Mike: Yeah, yeah. Well, hey, Stan, before we dive into this topic, tell us more about you, your background and even what you’re doing now. I know you’re having a killer year so tell us more about that.
Stan: Yeah, absolutely. Yeah, so this is my eighth year, going to my eighth year in real estate. I started out humbly in Trenton, New Jersey. The capital of New Jersey, not a very fun place to live or work. It’s very depressed. And I came in right after the market crash in 2009 and a buddy of mine who I knew in the marines was flipping houses and he’s like, “Hey, man. I’m flipping houses. I know you’re in public relations.” I was just fresh out of college. He’s like, “I’m making $20,000, $25,000 a month flipping houses that really needs your help. I want you to come help me grow this business.” I’m like, “Flipping houses, that’s some late night TV scam. What is these guys trying to sell me?” So I go down to his office and see what kind of money he’s making, what he’s doing. I was just blown away.
At that time I was making like $7.75 an hour, minimum wage, fresh out of college. I’m like, “This is the American dream. This is why my parents immigrated to America for.” So I quit my job Monday, went to work for him. He paid I think $10 or $12 an hour. I was making $150 a week for like six months. It was tough. I was eating 99 cent microwavable dinners, that’s all I can afford for lunch. So I just work my butt off. I was there all the time just learning as much as I could. After about a year and a half, he made me a partner in the business. I just started learning a lot about how to find houses, market houses. At that point I got recruited by CT Homes from Andy’s show, Flip this House, to come out to California where they just moved to and help kind of re-launch the CT Homes brand as Fortune Builders was taken off.
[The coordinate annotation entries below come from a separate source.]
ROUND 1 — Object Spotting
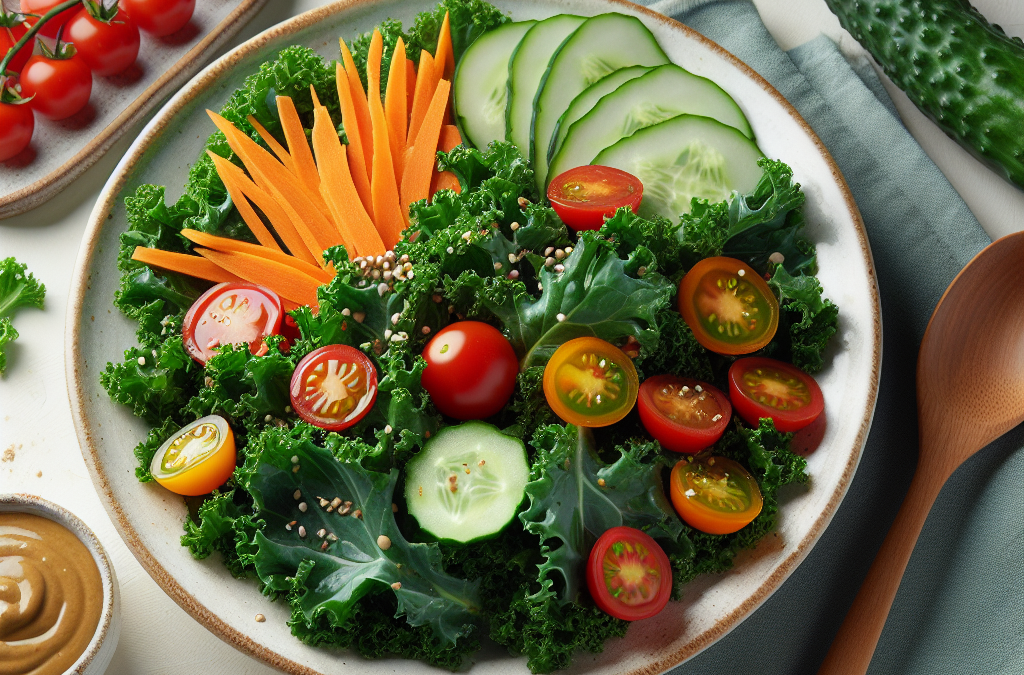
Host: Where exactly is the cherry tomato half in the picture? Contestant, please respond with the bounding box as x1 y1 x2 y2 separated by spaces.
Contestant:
587 525 672 621
0 102 36 162
150 415 237 497
544 337 640 427
20 54 92 120
289 344 377 431
679 257 778 354
121 0 196 37
669 456 763 535
637 375 732 455
421 321 519 420
65 9 141 77
22 0 81 38
181 282 284 364
548 165 643 229
729 356 825 431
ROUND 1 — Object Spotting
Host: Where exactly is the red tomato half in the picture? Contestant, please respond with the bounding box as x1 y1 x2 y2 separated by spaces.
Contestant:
121 0 196 37
290 344 377 431
421 321 519 420
20 54 92 120
679 257 778 354
65 9 141 77
22 0 81 38
729 356 825 431
548 165 643 229
181 282 284 364
0 103 36 162
587 525 672 621
637 375 732 455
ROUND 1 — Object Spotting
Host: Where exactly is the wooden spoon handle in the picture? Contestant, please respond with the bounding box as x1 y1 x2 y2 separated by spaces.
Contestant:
818 470 945 675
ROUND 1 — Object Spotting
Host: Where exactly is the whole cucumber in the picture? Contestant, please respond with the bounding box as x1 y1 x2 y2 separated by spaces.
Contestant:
825 0 1024 188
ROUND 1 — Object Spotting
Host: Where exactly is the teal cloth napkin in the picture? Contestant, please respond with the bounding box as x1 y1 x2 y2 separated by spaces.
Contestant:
626 0 1024 675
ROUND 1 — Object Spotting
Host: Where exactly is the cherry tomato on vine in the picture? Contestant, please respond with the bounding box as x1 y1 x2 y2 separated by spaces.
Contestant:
544 337 640 427
121 0 196 37
548 164 643 229
150 415 238 497
637 375 732 455
421 321 519 420
65 5 141 77
729 356 825 431
0 98 36 162
290 344 377 431
587 525 672 621
22 0 81 38
669 456 763 535
20 50 92 120
181 282 284 364
679 257 778 354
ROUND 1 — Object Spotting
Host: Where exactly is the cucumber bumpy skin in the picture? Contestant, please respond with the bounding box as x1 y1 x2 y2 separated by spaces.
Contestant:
825 0 1024 188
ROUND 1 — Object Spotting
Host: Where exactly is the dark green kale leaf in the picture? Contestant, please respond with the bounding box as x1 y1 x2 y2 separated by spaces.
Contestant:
519 425 692 603
238 425 481 644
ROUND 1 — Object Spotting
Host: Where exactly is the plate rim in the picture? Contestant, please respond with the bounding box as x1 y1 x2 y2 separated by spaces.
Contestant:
0 0 268 220
65 0 882 675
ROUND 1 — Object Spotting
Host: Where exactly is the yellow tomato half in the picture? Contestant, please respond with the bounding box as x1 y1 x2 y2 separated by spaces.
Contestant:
150 415 237 497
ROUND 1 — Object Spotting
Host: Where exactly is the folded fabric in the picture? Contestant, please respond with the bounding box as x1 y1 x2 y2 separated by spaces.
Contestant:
630 0 1024 675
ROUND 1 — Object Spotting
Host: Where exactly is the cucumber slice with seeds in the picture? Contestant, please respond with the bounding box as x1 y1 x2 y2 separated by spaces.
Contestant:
454 20 537 149
592 115 764 222
406 422 529 543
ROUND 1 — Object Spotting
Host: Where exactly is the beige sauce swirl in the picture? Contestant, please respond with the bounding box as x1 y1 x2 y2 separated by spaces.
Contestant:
0 513 103 675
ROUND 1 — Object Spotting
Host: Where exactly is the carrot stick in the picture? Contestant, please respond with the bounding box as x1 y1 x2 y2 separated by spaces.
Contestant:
131 246 243 284
313 108 386 257
181 227 334 284
336 64 374 218
278 96 327 213
406 49 438 146
196 249 321 305
367 31 406 249
401 80 452 213
339 40 374 181
384 37 409 185
206 150 281 251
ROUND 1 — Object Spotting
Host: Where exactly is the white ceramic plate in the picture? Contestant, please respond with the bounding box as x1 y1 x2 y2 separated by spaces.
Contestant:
67 0 882 675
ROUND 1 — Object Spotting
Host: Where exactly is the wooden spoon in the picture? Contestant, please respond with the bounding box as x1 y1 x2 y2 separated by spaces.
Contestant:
818 233 1024 675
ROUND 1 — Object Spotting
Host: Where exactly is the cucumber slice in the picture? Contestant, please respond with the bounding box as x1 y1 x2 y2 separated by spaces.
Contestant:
592 115 764 221
548 66 650 162
548 64 754 182
406 422 529 543
453 20 537 147
530 13 669 195
505 14 587 161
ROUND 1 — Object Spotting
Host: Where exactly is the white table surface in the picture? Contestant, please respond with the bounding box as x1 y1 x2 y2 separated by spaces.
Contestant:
0 0 1024 675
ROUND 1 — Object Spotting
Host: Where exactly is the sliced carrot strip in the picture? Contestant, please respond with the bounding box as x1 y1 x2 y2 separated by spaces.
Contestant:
131 246 243 284
336 64 374 218
181 227 334 284
206 150 281 251
384 37 409 185
339 40 374 179
406 49 438 146
196 249 321 305
246 115 295 173
401 80 452 214
313 108 386 257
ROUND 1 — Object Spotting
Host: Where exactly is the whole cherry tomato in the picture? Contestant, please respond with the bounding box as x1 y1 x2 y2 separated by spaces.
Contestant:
0 96 36 162
65 5 141 77
121 0 196 37
22 0 81 38
421 321 519 420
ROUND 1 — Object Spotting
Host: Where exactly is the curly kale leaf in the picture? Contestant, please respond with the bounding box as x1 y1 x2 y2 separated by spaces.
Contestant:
239 425 481 644
519 425 691 603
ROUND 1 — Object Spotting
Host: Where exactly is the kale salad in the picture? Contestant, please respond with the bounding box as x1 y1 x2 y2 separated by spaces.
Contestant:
101 0 839 673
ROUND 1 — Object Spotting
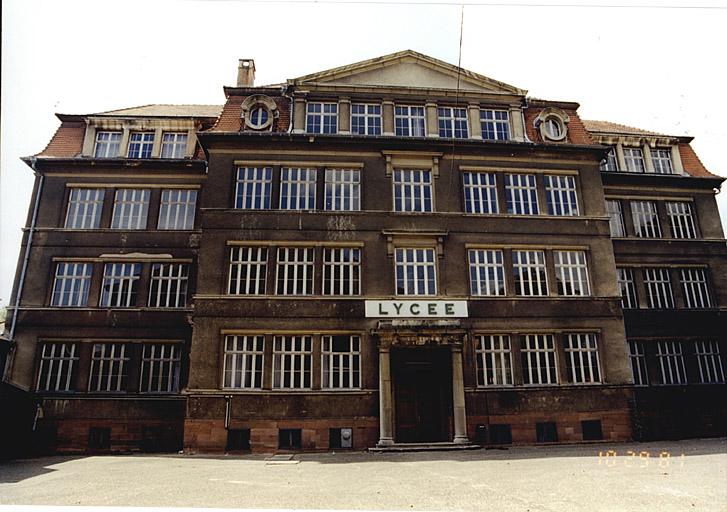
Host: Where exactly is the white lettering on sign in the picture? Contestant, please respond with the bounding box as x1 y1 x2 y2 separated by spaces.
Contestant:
366 300 469 318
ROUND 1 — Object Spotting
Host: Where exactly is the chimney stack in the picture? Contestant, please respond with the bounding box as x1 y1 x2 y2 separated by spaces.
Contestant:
237 59 255 87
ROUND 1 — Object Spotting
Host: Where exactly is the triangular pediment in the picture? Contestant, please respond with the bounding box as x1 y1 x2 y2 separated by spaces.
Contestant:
289 50 527 95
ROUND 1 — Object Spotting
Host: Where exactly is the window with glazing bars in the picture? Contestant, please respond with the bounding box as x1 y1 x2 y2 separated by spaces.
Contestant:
563 333 601 384
111 188 150 229
628 341 649 386
323 247 361 295
394 248 437 295
321 334 361 389
276 247 314 295
666 201 697 238
462 172 498 213
606 199 626 238
553 251 591 297
273 336 313 389
149 263 189 308
280 167 316 210
36 343 78 391
223 335 265 389
679 268 712 308
475 334 513 386
93 132 121 158
324 169 361 211
305 103 338 133
512 251 548 296
64 188 105 229
127 132 154 158
694 340 724 384
157 189 197 230
656 341 687 385
235 167 273 210
616 268 639 309
50 262 93 307
88 343 129 391
162 132 187 158
227 247 268 295
643 268 674 309
139 343 180 393
480 109 510 140
520 334 558 384
393 169 433 212
505 174 538 215
351 103 381 135
437 107 469 139
100 263 141 308
394 105 426 137
631 201 661 238
545 175 578 216
467 249 506 296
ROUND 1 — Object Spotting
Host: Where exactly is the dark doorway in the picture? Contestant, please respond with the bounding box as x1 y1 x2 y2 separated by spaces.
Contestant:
391 347 452 443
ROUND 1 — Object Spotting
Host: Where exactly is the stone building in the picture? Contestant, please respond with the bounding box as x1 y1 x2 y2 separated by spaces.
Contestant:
2 51 727 451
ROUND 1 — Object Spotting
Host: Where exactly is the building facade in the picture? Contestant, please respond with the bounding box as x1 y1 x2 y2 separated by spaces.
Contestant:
2 51 727 451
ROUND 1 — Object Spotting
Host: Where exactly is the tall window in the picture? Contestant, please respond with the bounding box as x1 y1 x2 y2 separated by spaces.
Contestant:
162 133 187 158
323 247 361 295
480 109 510 140
139 343 180 393
111 188 150 229
36 343 78 391
100 263 141 308
512 251 548 297
127 132 154 158
50 262 93 307
475 334 513 386
305 103 338 133
394 248 437 295
277 247 314 295
157 189 197 230
468 249 505 296
280 167 316 210
656 341 687 385
394 105 426 137
553 251 591 296
65 188 105 229
679 268 712 308
393 169 433 212
223 336 265 389
631 201 661 238
324 169 361 211
462 172 498 213
227 247 268 295
520 334 558 384
564 333 601 384
351 103 381 135
273 336 313 389
88 343 129 391
149 263 189 308
321 335 361 389
93 132 121 158
505 174 538 215
437 107 469 139
666 201 697 238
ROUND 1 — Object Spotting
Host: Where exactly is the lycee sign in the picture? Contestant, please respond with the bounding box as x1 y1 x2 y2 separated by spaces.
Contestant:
366 300 468 318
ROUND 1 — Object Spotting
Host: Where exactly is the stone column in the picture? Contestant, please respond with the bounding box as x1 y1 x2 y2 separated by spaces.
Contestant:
452 345 470 444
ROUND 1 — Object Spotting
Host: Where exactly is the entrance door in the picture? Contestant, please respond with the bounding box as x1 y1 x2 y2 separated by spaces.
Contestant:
391 347 452 443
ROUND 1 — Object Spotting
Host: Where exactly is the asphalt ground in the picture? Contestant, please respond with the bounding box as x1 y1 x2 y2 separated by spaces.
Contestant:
0 439 727 512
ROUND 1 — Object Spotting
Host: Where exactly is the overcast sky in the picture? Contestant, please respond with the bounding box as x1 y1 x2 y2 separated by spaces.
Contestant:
0 0 727 305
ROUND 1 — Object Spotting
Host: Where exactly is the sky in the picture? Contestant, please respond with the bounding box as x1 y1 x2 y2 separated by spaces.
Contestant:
0 0 727 306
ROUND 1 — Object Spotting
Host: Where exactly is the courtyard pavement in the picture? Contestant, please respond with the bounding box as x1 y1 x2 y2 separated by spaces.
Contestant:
0 439 727 512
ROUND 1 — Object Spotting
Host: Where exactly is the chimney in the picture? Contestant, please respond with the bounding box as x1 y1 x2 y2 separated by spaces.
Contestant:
237 59 255 87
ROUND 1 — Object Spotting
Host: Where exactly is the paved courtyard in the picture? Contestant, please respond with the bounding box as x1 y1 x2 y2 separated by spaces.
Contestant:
0 439 727 512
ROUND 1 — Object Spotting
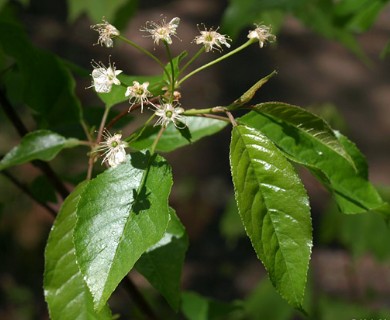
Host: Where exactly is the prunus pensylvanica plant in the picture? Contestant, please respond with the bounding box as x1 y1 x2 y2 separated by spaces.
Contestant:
0 17 387 319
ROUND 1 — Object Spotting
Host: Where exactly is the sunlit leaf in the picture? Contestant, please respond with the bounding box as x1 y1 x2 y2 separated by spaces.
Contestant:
253 102 355 166
44 183 111 320
74 152 172 310
238 112 383 213
0 130 79 170
135 209 188 311
230 126 312 309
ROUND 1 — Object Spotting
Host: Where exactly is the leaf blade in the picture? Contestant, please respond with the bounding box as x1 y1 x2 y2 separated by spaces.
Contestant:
253 102 355 166
135 208 188 311
238 112 383 214
44 183 111 320
74 152 172 310
230 126 312 309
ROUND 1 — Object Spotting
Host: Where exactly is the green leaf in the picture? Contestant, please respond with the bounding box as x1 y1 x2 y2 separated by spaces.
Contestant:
238 112 383 213
44 183 111 320
98 74 164 107
230 126 312 309
0 130 79 170
253 102 355 166
74 152 172 310
181 292 240 320
130 117 227 152
135 208 188 311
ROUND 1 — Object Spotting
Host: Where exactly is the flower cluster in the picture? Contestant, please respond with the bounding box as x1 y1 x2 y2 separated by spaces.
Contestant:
153 103 186 129
248 24 276 48
141 17 180 45
90 17 275 167
91 18 119 48
96 131 127 168
125 81 152 112
194 28 232 52
91 61 122 93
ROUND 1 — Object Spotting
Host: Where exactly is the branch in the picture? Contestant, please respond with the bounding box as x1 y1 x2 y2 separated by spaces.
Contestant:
0 86 69 199
1 170 57 218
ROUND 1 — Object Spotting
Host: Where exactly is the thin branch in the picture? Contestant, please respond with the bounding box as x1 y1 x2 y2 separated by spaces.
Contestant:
0 90 69 199
1 170 57 218
122 275 158 320
106 96 160 130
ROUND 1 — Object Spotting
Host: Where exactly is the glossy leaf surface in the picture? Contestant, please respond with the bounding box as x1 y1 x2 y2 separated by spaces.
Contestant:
135 209 188 311
238 107 383 213
74 152 172 310
0 130 78 170
253 102 355 166
230 126 312 309
44 183 111 320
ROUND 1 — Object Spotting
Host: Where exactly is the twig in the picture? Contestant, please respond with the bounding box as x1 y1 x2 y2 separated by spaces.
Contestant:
0 86 69 199
1 170 57 218
106 96 160 130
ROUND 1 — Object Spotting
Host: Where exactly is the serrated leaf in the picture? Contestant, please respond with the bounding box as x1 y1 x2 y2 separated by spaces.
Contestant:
230 126 312 309
135 208 188 311
130 117 227 152
253 102 355 166
74 152 172 310
0 130 79 170
181 291 241 320
238 112 383 213
44 183 111 320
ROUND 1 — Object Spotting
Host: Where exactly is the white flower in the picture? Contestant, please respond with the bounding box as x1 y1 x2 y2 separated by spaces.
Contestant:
96 131 127 168
141 17 180 45
125 81 152 112
90 61 122 93
248 24 276 48
91 18 119 48
194 28 231 52
153 103 186 129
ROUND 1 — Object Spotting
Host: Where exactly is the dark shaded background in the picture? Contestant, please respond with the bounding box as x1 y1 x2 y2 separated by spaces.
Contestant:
0 0 390 319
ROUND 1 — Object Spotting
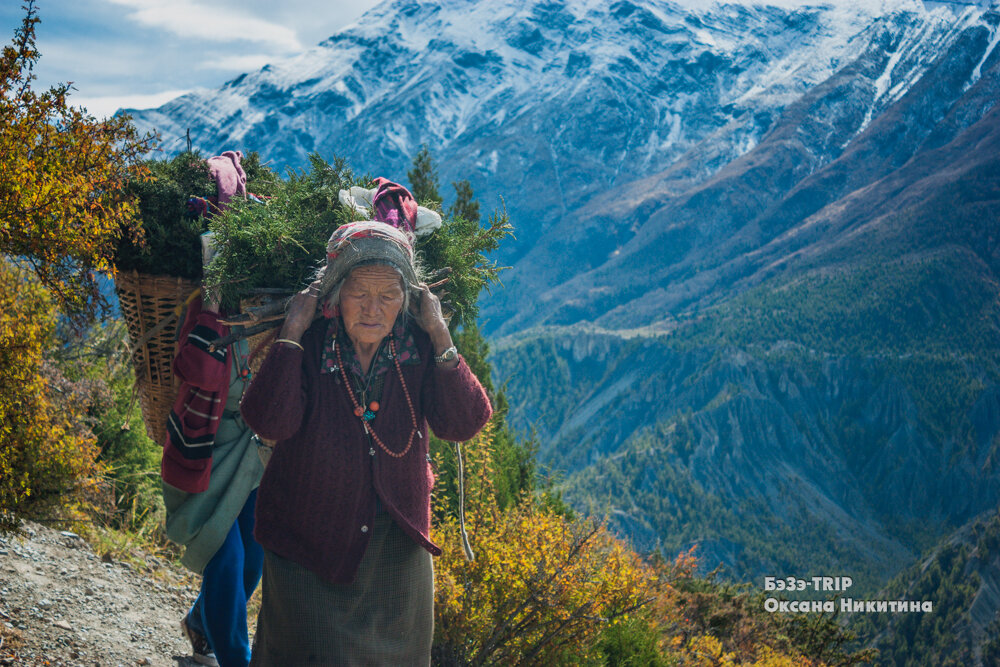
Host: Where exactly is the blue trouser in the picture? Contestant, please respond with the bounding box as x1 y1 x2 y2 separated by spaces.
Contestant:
188 489 264 667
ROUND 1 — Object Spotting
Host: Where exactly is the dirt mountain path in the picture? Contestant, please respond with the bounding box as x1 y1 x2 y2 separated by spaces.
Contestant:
0 523 203 667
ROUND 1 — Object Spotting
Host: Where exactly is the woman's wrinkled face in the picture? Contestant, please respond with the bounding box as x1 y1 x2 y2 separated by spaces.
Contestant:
340 264 403 347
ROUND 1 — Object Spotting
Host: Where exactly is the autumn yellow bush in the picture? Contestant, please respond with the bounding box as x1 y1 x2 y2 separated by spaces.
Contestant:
0 260 101 527
435 427 655 665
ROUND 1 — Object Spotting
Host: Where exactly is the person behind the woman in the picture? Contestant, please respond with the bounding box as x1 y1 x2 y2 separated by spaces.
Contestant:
161 247 264 667
241 222 492 666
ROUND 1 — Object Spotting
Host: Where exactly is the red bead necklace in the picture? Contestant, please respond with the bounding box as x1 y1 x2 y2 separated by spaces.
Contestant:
333 339 417 459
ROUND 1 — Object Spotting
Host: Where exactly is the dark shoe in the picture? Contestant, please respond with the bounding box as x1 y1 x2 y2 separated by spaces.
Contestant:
181 616 219 667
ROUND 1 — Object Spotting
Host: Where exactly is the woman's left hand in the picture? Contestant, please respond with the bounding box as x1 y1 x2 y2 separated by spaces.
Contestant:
416 283 458 368
417 283 451 346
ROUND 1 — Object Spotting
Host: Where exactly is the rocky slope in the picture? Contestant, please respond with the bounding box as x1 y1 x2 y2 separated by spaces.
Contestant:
0 522 198 667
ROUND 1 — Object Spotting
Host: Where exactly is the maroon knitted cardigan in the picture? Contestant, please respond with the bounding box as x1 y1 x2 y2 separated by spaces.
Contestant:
240 319 492 583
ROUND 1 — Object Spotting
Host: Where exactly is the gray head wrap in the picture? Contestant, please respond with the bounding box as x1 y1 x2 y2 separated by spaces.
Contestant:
320 220 420 298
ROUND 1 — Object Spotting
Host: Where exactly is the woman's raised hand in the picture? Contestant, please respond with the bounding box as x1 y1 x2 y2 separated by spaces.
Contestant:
279 280 320 342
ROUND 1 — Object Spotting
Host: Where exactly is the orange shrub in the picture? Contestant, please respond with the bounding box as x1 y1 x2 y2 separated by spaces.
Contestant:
0 260 99 527
435 428 655 665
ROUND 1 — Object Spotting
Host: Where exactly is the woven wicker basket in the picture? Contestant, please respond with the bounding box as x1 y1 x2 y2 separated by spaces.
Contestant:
115 271 199 445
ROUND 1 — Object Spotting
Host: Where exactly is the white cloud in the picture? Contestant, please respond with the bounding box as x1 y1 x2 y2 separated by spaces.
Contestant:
108 0 303 53
69 89 192 118
198 53 275 72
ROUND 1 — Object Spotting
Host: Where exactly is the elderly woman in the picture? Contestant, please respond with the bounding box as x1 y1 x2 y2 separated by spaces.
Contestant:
241 222 491 666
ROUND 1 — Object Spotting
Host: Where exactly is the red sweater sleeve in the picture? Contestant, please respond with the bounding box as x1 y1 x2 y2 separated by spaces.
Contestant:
174 300 229 391
423 356 493 442
240 343 306 440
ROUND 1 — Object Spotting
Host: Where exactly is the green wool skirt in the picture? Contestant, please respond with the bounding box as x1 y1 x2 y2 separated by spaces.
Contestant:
250 511 434 667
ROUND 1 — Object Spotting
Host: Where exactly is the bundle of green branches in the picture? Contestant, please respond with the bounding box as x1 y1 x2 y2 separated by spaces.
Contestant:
205 155 357 312
115 152 281 280
205 154 510 325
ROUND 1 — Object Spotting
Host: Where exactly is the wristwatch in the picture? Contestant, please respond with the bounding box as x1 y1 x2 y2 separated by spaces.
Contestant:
434 345 458 364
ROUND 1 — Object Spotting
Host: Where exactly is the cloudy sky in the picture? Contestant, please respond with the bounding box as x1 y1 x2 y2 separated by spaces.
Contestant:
0 0 380 115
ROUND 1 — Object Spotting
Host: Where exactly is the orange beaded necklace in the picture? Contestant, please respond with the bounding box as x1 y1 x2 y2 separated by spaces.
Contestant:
334 339 417 459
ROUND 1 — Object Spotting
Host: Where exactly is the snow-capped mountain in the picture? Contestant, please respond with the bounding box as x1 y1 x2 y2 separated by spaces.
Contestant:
133 0 964 260
127 5 1000 648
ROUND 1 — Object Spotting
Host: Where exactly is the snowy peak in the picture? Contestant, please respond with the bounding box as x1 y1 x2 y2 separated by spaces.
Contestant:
134 0 997 284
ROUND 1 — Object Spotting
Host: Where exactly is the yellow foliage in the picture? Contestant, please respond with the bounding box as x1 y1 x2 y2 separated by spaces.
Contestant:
0 260 99 526
0 0 150 314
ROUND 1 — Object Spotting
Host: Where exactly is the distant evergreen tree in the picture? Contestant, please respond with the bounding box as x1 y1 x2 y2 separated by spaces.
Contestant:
448 180 479 222
406 144 442 209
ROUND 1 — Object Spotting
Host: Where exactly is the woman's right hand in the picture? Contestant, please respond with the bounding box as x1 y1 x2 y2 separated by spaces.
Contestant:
279 280 320 342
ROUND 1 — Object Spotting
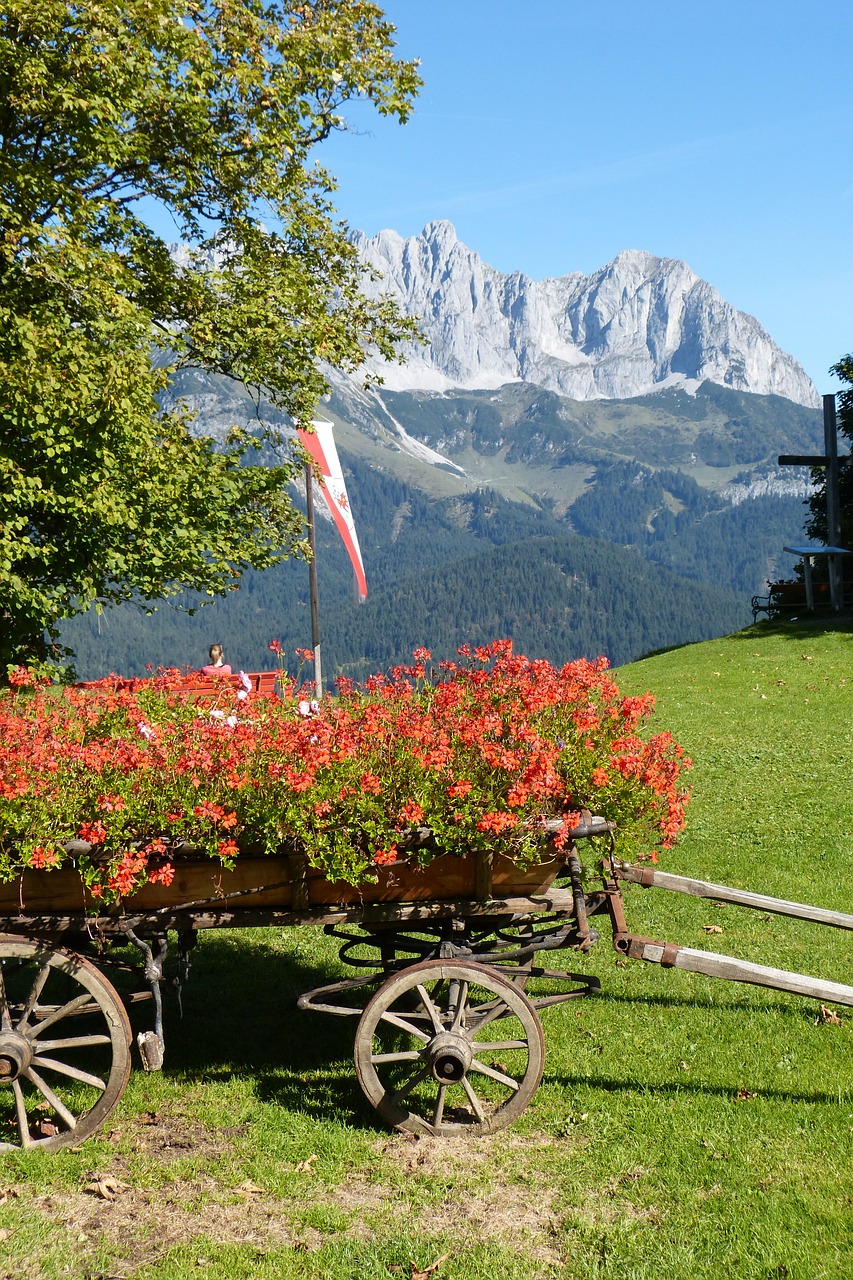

So I told my guys, “Hey, it’s been a great experience. Thank you guys.” I gave him 45 days’ notice and just picked up everything and left to San Diego. And they told me, “We don’t know what you’re going to do here in CT Homes. We don’t know what we’re going to pay you but we’ll figure it out, just make it work.” So I went out there with a little bit of savings and just started trying to figure out how do I make money with this brand new market. I don’t know anything about the market. They brought me there to do acquisitions of marketing. I’ve never done acquisitions at that point so I’m like, “Yeah, yeah, I’ll do it.” So I got out there and I was just working seven days a week sitting in the office, calling every realtor I could. Try to get deals and then after about six months, it really took off.
I started building relationships with realtors. These deals were just flowing into me. And then within the next couple of months, I built and got a team quickly of interns because I didn’t get much of a budget to hire anyone. So I brought on all of these free interns from college, taught them how to do this, and then within six months they were all trying to quit college because they’re making so much money doing so many deals with the same MLS strategy that I was using.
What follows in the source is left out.